South African ambassador to the United States Ebrahim Rasool, who was expelled from the country and labeled persona non grata by the Trump administration, arrived home on Sunday to a warm welcome, calling his new U.S. status a "badge of dignity."
Rasool and his wife were surrounded by crowds gathered at the airport and supporters sang songs to welcome them. The couple required a police escort to help them through the terminal.
“A declaration of persona non grata is meant to humiliate you,” Rasool said while addressing the crowds with a megaphone.
“But when you return to crowds like this, and with warmth ... like this, then I will wear my persona non grata as a badge of dignity," he said.
“It was not our choice to come home, but we come home with no regrets," the diplomat added.
Earlier this month, Secretary of State Marco Rubio declared Rasool “persona non grata” and accused him of being a “race-baiting politician” over his comments criticizing President Trump.

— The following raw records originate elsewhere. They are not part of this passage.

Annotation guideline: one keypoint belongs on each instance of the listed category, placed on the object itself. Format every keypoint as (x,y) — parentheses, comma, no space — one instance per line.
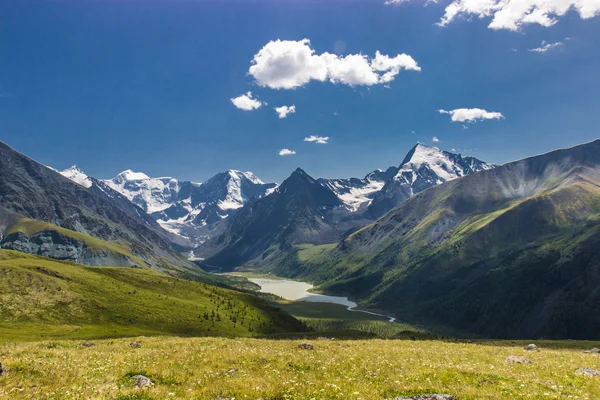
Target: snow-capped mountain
(76,175)
(423,167)
(187,208)
(355,193)
(151,194)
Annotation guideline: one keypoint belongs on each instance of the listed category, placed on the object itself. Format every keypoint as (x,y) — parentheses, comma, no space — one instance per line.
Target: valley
(462,253)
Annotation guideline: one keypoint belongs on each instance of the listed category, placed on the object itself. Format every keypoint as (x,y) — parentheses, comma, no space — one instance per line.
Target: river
(299,291)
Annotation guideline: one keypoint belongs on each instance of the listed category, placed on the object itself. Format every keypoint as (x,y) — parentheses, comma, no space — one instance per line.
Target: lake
(299,291)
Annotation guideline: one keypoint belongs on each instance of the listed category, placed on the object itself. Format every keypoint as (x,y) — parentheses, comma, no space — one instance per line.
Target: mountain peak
(75,174)
(73,167)
(298,177)
(238,175)
(420,153)
(129,175)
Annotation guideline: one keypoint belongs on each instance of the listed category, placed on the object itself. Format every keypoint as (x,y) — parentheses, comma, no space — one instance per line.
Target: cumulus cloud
(471,114)
(546,46)
(513,14)
(246,102)
(283,111)
(288,64)
(286,152)
(317,139)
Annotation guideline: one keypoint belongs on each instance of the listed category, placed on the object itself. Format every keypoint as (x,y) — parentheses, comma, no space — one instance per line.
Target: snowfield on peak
(422,168)
(76,175)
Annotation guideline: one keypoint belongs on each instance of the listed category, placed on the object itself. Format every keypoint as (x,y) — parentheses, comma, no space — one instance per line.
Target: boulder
(588,372)
(517,360)
(3,370)
(142,381)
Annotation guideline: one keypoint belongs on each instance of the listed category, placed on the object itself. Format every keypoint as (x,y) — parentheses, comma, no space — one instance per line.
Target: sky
(339,87)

“South Africa’s Ambassador to the United States is no longer welcome in our great country,” Rubio said in a post on X. “Emrahim Rasool is a race-baiting politician who hates America and hates @POTUS. We have nothing to discuss with him and so he is considered PERSONA NON GRATA.”

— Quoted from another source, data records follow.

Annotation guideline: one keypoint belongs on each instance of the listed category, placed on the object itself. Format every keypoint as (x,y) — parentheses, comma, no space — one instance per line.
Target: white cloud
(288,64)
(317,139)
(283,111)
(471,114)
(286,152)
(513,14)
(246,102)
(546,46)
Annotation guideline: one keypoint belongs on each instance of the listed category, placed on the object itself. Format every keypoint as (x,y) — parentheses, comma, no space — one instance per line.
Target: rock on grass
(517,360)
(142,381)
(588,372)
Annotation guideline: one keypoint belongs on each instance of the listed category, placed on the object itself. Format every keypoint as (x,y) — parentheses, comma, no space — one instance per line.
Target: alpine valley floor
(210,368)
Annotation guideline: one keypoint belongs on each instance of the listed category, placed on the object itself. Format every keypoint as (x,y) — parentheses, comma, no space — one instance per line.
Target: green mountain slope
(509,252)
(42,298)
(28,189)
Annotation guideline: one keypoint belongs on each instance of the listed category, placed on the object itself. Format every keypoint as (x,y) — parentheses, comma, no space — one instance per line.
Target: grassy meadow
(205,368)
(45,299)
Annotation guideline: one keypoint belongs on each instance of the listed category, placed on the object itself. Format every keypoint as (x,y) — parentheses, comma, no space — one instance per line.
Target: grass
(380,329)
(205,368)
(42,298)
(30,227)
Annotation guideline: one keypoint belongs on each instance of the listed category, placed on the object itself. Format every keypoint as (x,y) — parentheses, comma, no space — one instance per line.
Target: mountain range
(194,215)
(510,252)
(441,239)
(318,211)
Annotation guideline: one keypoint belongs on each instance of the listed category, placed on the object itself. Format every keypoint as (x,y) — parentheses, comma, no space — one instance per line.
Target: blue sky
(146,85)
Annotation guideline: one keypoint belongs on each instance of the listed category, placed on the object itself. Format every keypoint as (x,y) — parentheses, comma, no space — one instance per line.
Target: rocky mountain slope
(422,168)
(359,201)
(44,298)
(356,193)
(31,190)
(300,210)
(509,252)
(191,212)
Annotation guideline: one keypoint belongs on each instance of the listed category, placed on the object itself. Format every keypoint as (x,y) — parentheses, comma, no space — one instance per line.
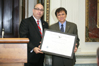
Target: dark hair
(60,9)
(98,52)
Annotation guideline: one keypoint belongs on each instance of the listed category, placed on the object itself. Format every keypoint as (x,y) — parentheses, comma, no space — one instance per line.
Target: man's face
(38,11)
(61,16)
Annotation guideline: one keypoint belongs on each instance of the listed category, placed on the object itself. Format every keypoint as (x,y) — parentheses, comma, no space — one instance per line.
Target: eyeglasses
(39,9)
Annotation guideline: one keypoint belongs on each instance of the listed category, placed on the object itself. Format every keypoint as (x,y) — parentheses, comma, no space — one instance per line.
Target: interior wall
(75,13)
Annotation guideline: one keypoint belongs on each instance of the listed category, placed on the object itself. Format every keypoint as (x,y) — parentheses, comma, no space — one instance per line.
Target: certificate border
(51,53)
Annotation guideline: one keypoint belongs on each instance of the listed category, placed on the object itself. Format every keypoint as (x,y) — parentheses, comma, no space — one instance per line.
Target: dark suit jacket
(71,28)
(29,29)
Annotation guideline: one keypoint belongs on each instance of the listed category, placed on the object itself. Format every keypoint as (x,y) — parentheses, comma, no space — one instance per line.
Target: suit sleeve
(23,32)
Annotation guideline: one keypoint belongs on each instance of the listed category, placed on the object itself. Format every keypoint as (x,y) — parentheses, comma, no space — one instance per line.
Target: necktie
(39,28)
(62,28)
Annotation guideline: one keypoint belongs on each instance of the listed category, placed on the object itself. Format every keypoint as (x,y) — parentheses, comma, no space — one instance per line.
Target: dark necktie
(39,28)
(62,28)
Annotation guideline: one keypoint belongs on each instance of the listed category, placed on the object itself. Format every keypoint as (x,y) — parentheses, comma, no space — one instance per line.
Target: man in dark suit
(98,56)
(32,28)
(66,27)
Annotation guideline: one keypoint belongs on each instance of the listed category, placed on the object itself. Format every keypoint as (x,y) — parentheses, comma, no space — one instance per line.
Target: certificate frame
(55,53)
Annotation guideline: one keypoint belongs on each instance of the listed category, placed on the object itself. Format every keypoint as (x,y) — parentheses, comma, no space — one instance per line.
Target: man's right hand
(37,50)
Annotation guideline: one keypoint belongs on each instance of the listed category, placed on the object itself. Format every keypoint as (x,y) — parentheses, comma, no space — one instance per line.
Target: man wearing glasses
(32,28)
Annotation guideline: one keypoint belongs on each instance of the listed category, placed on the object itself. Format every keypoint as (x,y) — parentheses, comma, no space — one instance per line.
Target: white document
(58,44)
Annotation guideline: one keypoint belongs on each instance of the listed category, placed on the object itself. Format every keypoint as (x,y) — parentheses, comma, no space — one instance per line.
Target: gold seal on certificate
(57,43)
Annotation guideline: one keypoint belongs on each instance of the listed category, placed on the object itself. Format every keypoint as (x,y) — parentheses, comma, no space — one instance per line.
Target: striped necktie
(39,27)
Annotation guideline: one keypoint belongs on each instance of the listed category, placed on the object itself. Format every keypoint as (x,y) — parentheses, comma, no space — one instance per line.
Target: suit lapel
(57,26)
(35,25)
(67,27)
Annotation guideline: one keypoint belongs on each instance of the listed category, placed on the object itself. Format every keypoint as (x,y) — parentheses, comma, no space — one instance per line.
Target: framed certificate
(57,43)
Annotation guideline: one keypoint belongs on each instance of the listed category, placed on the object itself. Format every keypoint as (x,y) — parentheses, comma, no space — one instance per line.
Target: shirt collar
(63,23)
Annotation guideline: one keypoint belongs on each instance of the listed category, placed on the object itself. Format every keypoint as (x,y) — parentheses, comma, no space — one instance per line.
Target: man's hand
(75,48)
(37,50)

Rasool had accused Trump of leading a “white supremacist movement” at home and abroad during a video address to a think-tank.
“So in terms of that, the supremacist assault on incumbency, we see it in the domestic politics of the USA, the MAGA movement, the Make America Great Again movement, as a response not simply to a supremacist instinct, but to very clear data that shows great demographic shifts in the USA in which the voting electorate in the USA is projected to become 48 percent white,” Rasool said.
“And so that needs to be factored in, so that we understand some of the things that we think are instinctive, nativist, racist things, I think that there’s data that, for example, would support that, that would go to this wall being built, the deportation movement,” the South Africa diplomat said in comments that led to a strong response from the administration.
Rasool served as South Africa’s ambassador in Washington from 2010 to 2015 and had returned to the position earlier this year.